Extracting OSM Features

OpenStreetMap (OSM) is the world's largest, most comprehensive, free geographic database. It was founded in the UK in the Summer of 2004 by Steve Coast. Steve has spent his career outside of OSM working for firms such as Grab, Microsoft, Maxar, TomTom and Wolfram Research.

The OSM dataset is consumed by 10s of millions of users and in the past 30 days has received contributions by over 50K individuals producing almost four million changes every day.

Geofabrik, a German-based consulting firm, produces country and region-specific downloads of the OSM dataset that are refreshed every day. One of the file formats used is the Protocol buffer Binary Format (PBF). For a country like Estonia, the PBF file is around 100 MB.

These files can be used, among other applications, to produce maps. The PBF files can be dropped onto QGIS' interface and it'll import the entirety of the dataset into a new scene.

The issue around doing this is that there are 100s of different types of information contained within any one PBF file, even when the geographic area is very narrow. QGIS initially only offers the chance to filter on geometry type when you first drop the PBF file onto its interface.

Any one geometry type could contain hundreds of different types of records. These aren't categorised in a way that is easy to discover and pick apart in QGIS. Below are the multi-polygon records for OSM's Estonia dataset.

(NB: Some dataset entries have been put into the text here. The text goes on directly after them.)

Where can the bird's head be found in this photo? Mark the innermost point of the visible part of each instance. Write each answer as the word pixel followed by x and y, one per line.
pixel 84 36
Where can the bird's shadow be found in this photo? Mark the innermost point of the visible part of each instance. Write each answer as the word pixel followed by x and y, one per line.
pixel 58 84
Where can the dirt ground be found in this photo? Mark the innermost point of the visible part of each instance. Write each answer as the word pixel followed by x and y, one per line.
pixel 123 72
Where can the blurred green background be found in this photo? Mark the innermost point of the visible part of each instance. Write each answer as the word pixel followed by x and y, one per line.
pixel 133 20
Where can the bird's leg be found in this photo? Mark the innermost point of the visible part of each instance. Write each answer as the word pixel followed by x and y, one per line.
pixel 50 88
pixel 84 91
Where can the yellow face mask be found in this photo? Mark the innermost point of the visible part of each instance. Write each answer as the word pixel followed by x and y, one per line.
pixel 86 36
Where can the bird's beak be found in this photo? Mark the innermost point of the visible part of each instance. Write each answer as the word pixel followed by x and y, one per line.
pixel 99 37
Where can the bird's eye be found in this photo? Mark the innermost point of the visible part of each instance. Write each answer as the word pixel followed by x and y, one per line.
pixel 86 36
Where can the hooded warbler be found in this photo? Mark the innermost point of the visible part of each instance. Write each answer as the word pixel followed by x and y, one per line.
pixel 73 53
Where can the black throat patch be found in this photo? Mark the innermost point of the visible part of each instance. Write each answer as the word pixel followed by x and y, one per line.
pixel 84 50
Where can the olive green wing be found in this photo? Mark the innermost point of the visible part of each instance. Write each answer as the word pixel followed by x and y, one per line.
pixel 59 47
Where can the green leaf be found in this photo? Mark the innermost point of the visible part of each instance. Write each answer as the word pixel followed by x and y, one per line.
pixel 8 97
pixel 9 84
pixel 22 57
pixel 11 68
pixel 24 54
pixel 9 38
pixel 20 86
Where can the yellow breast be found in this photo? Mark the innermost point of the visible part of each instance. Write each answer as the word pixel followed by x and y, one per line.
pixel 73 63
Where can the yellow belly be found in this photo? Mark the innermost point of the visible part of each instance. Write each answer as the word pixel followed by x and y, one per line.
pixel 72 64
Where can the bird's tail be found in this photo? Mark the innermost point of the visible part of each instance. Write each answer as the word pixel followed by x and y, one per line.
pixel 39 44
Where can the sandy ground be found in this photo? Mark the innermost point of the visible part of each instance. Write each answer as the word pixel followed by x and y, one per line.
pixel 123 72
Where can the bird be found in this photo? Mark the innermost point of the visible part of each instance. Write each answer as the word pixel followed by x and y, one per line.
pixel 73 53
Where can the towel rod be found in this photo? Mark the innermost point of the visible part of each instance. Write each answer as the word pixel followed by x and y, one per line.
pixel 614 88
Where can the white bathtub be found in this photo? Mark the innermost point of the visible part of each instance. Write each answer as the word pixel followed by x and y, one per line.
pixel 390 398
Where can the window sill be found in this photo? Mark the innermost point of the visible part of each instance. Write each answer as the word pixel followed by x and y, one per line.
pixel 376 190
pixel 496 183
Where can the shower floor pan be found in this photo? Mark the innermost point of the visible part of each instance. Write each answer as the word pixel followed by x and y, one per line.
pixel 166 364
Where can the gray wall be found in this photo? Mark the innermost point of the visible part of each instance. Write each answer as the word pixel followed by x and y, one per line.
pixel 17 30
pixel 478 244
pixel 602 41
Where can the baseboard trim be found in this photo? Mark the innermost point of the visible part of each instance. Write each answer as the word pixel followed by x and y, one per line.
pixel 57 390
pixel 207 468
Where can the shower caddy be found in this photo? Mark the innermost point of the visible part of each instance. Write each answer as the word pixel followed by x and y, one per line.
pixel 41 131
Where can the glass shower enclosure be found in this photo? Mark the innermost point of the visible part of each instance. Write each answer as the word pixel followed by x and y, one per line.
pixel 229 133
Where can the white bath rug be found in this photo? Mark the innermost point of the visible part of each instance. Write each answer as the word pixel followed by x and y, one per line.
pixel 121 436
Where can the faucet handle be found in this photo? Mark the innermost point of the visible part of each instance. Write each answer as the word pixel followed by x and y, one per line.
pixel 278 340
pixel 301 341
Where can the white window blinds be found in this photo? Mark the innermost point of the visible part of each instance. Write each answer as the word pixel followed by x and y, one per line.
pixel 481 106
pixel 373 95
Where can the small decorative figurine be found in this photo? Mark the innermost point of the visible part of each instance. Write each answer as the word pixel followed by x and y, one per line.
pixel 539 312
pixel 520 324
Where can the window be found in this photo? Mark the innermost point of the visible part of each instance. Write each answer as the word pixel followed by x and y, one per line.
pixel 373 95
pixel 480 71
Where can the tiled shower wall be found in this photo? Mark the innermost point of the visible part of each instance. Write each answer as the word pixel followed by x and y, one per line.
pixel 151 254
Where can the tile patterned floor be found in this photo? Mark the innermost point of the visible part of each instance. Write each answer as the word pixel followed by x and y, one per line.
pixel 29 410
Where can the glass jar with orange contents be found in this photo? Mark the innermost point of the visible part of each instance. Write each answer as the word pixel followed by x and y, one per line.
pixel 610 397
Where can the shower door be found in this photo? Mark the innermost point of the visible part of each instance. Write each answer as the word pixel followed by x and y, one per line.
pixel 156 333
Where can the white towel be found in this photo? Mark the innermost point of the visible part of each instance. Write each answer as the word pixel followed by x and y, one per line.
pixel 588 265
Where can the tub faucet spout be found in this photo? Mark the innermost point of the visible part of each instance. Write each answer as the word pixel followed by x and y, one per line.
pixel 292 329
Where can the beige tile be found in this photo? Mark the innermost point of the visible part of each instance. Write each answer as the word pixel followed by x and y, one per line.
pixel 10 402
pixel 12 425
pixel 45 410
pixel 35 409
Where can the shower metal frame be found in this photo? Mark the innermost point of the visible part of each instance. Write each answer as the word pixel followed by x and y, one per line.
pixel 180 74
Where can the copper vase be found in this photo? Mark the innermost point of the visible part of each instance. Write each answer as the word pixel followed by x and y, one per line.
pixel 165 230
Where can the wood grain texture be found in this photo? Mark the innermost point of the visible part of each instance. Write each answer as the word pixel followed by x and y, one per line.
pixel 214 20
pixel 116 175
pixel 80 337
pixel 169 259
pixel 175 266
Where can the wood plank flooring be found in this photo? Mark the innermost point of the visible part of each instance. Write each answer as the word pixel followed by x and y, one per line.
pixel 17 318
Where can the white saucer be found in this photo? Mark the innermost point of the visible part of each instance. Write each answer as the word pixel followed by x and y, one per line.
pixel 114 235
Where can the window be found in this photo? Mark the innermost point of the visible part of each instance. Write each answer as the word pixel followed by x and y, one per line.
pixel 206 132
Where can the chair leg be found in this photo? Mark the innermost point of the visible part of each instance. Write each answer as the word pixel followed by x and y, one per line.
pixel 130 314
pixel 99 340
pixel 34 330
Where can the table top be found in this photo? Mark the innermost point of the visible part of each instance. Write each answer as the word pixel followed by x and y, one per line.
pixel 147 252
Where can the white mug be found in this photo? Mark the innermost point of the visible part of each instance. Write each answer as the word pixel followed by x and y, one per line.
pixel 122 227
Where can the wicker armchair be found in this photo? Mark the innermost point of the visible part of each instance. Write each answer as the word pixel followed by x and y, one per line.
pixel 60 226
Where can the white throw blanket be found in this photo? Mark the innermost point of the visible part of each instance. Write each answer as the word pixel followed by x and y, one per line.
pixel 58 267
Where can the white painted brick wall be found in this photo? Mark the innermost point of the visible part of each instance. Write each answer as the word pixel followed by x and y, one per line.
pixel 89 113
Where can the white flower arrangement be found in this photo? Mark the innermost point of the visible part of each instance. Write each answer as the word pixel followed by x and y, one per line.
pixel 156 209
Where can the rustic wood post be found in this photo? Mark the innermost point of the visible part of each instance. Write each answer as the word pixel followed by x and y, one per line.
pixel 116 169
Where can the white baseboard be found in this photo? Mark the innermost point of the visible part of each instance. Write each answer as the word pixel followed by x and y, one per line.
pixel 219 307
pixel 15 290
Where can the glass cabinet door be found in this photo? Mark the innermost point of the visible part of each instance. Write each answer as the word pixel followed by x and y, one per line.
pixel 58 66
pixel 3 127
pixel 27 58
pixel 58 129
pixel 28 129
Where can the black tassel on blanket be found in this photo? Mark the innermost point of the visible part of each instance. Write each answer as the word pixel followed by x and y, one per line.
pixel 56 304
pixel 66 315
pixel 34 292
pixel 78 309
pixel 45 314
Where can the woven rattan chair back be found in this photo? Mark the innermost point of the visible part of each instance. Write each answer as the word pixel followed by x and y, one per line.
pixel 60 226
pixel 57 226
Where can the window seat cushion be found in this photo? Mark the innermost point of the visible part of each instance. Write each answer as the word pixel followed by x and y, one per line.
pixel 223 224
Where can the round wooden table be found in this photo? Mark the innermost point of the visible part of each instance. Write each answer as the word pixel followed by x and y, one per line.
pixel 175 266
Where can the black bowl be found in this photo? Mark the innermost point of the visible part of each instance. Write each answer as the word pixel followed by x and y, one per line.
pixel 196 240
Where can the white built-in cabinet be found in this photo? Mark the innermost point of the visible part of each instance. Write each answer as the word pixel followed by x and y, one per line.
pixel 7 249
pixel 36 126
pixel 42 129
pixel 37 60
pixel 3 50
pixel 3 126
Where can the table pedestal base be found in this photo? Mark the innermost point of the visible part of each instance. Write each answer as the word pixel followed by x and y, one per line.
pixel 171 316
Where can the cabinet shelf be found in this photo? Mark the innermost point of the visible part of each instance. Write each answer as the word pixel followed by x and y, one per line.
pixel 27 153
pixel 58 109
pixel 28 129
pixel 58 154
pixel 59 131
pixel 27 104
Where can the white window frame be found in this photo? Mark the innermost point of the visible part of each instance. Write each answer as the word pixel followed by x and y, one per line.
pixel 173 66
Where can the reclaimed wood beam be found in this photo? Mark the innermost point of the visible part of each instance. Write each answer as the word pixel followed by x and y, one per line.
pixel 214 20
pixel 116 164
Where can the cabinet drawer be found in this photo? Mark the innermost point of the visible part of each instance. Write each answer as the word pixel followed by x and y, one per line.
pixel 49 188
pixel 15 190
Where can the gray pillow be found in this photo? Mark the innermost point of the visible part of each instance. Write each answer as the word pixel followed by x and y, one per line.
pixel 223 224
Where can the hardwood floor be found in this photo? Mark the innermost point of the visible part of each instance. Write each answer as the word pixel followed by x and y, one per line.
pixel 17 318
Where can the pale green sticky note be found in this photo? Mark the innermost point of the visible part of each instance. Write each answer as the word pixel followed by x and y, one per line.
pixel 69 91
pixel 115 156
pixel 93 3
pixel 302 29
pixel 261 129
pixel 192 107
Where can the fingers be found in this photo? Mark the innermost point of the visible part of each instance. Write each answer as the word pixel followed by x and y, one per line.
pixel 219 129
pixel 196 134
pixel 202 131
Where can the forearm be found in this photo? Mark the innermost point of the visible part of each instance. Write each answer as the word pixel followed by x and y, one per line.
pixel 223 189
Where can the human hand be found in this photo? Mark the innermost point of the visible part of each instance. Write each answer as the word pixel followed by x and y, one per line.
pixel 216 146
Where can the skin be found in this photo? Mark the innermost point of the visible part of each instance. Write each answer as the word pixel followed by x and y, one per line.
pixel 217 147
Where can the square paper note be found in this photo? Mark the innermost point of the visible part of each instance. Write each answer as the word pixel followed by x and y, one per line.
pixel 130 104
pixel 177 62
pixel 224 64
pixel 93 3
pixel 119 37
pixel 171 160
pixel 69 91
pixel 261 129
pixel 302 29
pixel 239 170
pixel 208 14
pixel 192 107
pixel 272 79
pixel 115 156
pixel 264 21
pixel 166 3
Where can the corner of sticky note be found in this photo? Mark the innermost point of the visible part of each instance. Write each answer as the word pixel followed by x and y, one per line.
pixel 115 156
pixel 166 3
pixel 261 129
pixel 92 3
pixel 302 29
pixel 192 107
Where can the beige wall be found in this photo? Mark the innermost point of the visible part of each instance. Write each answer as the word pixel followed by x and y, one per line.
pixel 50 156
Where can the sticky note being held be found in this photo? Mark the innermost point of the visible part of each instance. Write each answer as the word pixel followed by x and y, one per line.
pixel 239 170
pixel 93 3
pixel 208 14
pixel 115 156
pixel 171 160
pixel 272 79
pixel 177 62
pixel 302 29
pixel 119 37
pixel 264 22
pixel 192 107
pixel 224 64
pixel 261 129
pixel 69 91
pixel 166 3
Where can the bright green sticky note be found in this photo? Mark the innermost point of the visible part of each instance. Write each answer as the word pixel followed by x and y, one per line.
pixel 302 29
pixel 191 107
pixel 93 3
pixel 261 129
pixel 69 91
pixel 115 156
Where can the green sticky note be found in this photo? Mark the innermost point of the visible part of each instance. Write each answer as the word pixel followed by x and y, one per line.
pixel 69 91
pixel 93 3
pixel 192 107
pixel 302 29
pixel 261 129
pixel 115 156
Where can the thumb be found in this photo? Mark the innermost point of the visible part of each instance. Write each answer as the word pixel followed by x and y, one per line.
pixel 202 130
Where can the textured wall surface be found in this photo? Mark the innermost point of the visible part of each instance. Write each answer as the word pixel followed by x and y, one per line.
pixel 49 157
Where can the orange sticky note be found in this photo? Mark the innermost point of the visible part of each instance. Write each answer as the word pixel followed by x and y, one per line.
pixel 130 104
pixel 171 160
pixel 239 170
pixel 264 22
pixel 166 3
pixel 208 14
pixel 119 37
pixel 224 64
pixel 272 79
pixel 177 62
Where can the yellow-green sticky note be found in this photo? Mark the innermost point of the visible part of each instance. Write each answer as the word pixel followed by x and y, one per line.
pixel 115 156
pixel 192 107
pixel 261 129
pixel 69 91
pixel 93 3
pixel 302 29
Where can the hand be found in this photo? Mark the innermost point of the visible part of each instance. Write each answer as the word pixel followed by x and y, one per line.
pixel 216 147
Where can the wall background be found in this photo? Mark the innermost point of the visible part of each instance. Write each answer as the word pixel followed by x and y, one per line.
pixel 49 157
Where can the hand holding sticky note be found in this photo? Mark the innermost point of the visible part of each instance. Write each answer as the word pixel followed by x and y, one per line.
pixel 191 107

The metadata for each record is stored as a plain-text key-value string rather than JSON. Below I'll extract the most common tags used for Estonia's multi-polygon dataset.

$ ~/duckdb

COPY (
    SELECT other_tags
    FROM   ST_READ('2023-11-28.osm.pbf',
                   open_options=['INTERLEAVED_READING=YES'],
                   layer='multipolygons',
                   sequential_layer_scan=true)
) TO '2023-11-28.other_tags.multipolygons.json';

The above extracted 9,632 multi-polygon records. Below are the ten most common other_tag values.

$ sort 2023-11-28.other_tags.json | uniq -c | sort -rn | head

302 {"other_tags":"\"natural\"=>\"water\",\"type\"=>\"multipolygon\""}
262 {"other_tags":"\"landuse\"=>\"farmland\",\"type\"=>\"multipolygon\""}
227 {"other_tags":"\"landuse\"=>\"forest\",\"leaf_type\"=>\"mixed\",\"type\"=>\"multipolygon\""}
168 {"other_tags":"\"landuse\"=>\"meadow\",\"type\"=>\"multipolygon\""}
150 {"other_tags":"\"landuse\"=>\"forest\",\"type\"=>\"multipolygon\""}
147 {"other_tags":"\"natural\"=>\"wood\",\"type\"=>\"multipolygon\""}
135 {"other_tags":"\"landuse\"=>\"grass\",\"type\"=>\"multipolygon\""}
110 {"other_tags":"\"natural\"=>\"scrub\",\"type\"=>\"multipolygon\""}
105 {"other_tags":"\"natural\"=>\"grassland\",\"type\"=>\"multipolygon\""}
105 {"other_tags":"\"landuse\"=>\"forest\",\"leaf_type\"=>\"needleleaved\",\"type\"=>\"multipolygon\""}

You'll end up needing to do a lot of string manipulation to create filters in QGIS to isolate the geometry of interest.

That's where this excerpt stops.